Avanzados un poco por este terreno, debemos de pasar por la primera parte preocupante. Pasamos por debajo de unos seracs en bastante mal estado. Pasamos de prisita, con más miedo que vergüenza porque la cosa la verdad no está para bromas. Superado este paso vamos girando a al izquierda para ganar altura ahora con más desnivel. El hielo vuelve a aflorar. Entramos en una canaleta en al que debemos de meter un fisurero para asegurar el paso. Salimos de la canaleta y giramos un poco de nuevo a al derecha, para más arriba girar a la izquierda (en este punto nos encontramos con una estaca).
Seguimos ahora progresando por pendiente pronunciada. Tenemos ya claro hacia donde debemos de ir. Más arriba a la derecha aparece el lomo de la montaña que hemos de coger para poder acceder a la cumbre. Para ello debemos de ir todo para arriba, con tendencia un poco hacia la derecha. A medida que progresamos la pendiente se acentúa, cogiendo incluso 50º. Debemos de utilizar un par de tronillos de hielo ya que la cosa está bastante complicada. Cuando salimos de la pendiente más pronunciada nos encontramos con otra estaca. Saliendo de este paso la pendiente se modera, hasta alcanzar el lomo del cordal. Antes de llegar a este punto descansamos un poco y nos hidratamos, ya que parece que arriba el viento pega fuerte. Alcanzamos el cordal y efectivamente el viento es casi huracanado, imposible pararse porque es helador. Una sorpresa más. El comienzo del cordal está limpio de hielo, aunque escasos metros. Giramos entonces a la derecha para iniciar lo que sería la última parte de la ascensión. Pronto nos encontramos de nuevo con una pendiente un poco complicada, totalmente helada y pronunciada, asegurándola de nuevo. Salimos de la pendiente y tenemos delante nuestro toda una pendiente para remontar. Esta parte resultó muy monótona. Sin tiempo para parar, mirada al suelo, pensando los pasos porque la altura ya empezaba a hacer mella y además con mucho frío y viento.

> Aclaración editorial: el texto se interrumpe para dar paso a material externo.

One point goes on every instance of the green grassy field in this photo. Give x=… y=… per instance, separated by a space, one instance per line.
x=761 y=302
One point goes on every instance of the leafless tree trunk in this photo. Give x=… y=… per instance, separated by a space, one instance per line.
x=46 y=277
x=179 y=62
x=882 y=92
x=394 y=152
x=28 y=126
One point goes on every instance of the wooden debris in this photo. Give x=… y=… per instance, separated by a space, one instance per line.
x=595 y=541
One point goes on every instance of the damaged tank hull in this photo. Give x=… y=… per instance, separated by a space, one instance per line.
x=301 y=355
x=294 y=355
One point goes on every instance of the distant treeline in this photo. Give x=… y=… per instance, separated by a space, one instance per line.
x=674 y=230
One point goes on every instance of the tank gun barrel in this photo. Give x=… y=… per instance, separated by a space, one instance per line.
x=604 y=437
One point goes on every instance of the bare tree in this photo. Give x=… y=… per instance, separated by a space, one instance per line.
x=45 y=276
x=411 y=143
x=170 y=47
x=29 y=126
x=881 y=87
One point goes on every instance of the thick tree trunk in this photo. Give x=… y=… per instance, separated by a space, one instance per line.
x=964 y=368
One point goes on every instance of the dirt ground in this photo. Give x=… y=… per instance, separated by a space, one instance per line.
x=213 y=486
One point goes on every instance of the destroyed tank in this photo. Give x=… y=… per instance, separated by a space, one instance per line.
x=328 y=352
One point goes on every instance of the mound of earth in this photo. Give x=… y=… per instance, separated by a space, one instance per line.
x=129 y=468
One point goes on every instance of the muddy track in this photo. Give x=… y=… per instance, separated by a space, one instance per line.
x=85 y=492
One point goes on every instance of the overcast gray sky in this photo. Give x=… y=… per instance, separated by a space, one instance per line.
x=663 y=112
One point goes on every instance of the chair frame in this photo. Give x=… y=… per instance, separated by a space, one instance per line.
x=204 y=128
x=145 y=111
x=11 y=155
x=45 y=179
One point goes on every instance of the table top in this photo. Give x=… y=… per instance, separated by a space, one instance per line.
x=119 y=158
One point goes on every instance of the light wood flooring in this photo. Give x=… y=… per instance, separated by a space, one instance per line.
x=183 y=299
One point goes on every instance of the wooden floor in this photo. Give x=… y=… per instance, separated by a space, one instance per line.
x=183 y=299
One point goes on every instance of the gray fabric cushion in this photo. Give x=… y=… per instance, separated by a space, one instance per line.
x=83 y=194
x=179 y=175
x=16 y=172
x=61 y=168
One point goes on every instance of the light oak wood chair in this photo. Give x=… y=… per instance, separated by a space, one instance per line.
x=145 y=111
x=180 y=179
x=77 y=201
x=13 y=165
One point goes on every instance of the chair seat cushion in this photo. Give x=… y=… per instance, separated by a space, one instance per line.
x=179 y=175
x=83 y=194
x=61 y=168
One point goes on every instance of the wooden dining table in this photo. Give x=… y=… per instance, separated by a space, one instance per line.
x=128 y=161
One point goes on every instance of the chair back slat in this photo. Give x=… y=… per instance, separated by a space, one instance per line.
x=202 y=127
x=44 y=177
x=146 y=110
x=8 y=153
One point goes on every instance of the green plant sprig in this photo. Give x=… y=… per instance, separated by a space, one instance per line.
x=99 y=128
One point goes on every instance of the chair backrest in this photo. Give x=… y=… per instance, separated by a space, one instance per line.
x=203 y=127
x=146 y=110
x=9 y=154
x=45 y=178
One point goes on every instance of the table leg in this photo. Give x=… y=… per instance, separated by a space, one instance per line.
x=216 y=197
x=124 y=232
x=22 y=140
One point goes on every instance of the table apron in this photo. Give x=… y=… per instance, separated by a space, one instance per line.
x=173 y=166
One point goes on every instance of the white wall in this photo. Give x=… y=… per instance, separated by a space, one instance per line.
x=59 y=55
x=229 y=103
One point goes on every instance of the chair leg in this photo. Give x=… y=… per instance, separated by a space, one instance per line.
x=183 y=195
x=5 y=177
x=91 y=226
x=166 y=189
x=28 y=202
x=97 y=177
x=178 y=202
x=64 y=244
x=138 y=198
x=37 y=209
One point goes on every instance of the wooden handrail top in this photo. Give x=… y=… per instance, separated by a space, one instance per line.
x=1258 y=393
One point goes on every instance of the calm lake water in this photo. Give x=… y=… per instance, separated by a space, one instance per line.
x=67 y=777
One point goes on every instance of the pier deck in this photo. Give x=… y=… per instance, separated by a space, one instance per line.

Desafortunadamente uno de los compañeros dijo que no podía más. Se encontraba muy mal como consecuencia de la altura. Lo valoramos y decidimos seguir un poco más. Pero al cabo de un rato la misma situación, incrementada por el mal tiempo que se nos pone. Empieza a nevar con una ventisca de miedo. Estamos a 6105 metros de altitud, nos falta una hora para la cumbre, hemos hecho lo más difícil, sólo nos queda un ?paseo? tras llevar seis horas de ascensión, pero definitivamente lo debemos de dejar. La situación del compañero es extrema y la bajada puede ser muy complicada con una persona que no está en buenas condiciones. Una pena porque estábamos en condiciones tanto físicas como mentales para alcanzar la cumbre, pero no pudo ser, eso sí las montañas siempre estarán ahí para volver a intentarlo.